Ce lundi 10 juillet, nous avons commencé l’examen en séance publique du projet de loi « d’habilitation à prendre par ordonnances les mesures pour le renforcement du dialogue social ». Je suis intervenu dans la discussion sur l’article premier sur la méthode retenue par l’exécutif pour réformer le Code du Travail, par ordonnnances, sans réel travail parlementaire donc :

Madame la ministre, on ne réforme pas le code du travail par ordonnances de façon expéditive.
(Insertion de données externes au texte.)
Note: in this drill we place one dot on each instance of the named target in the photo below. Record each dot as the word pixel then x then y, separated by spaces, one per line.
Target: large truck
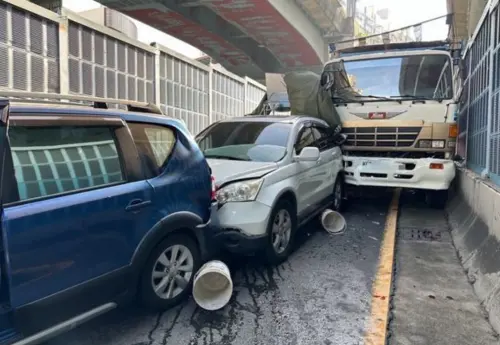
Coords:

Le Président de la République a évoqué à Versailles la revalorisation du travail parlementaire, mais le deuxième texte de cette nouvelle législature, que nous examinons ici, à l’Assemblée nationale, est un projet de loi d’habilitation qui autorise le Gouvernement à légiférer par ordonnances, ce qui revient à dire que vous allez enjamber le Parlement, l’effacer en grande partie. Nous avons certes, cette semaine, le droit de débattre des têtes de chapitres de ce projet de loi d’habilitation, mais c’est bel et bien le Gouvernement qui, à la place du Parlement, écrira le contenu précis du texte en plein mois d’août, alors que nous ne siégerons plus, et nous ne pourrons discuter de ce contenu qu’après qu’il sera entré en vigueur, à la fin du mois de septembre.

Il ne s’agit pas ici d’un texte technique ou d’un texte de simplification ; nous parlons de la vie quotidienne de vingt millions de salariés. Ce que vous appelez les « rigidités » du code du travail, ce sont les protections fondamentales, les garanties élémentaires et les droits collectifs associés au contrat de travail. Ce que nous demandent les chefs d’entreprise, c’est un environnement législatif et fiscal stable, de la prévisibilité, une simplification des normes et une main-d’œuvre qualifiée et formée ; ils ne demandent pas davantage de précarité et d’instabilité pour leurs salariés. C’est du reste antiéconomique car un salarié en situation de précarité ne va pas contribuer à remplir les carnets de commandes des entreprises.

Depuis 1986, dix-sept réformes du marché du travail ont visé à assouplir le contrat de travail ou à faciliter les licenciements : trente ans d’échec en termes de politique de l’emploi.

S’agissant des jeunes – et je terminerai par là –, vous allez aggraver la situation actuelle, qui est scandaleuse puisque, quel que soit leur niveau d’études, de petits boulots en stages et en emplois précaires, les jeunes mettent de cinq à dix ans pour parvenir à un emploi stable. Vous allez renforcer ce phénomène.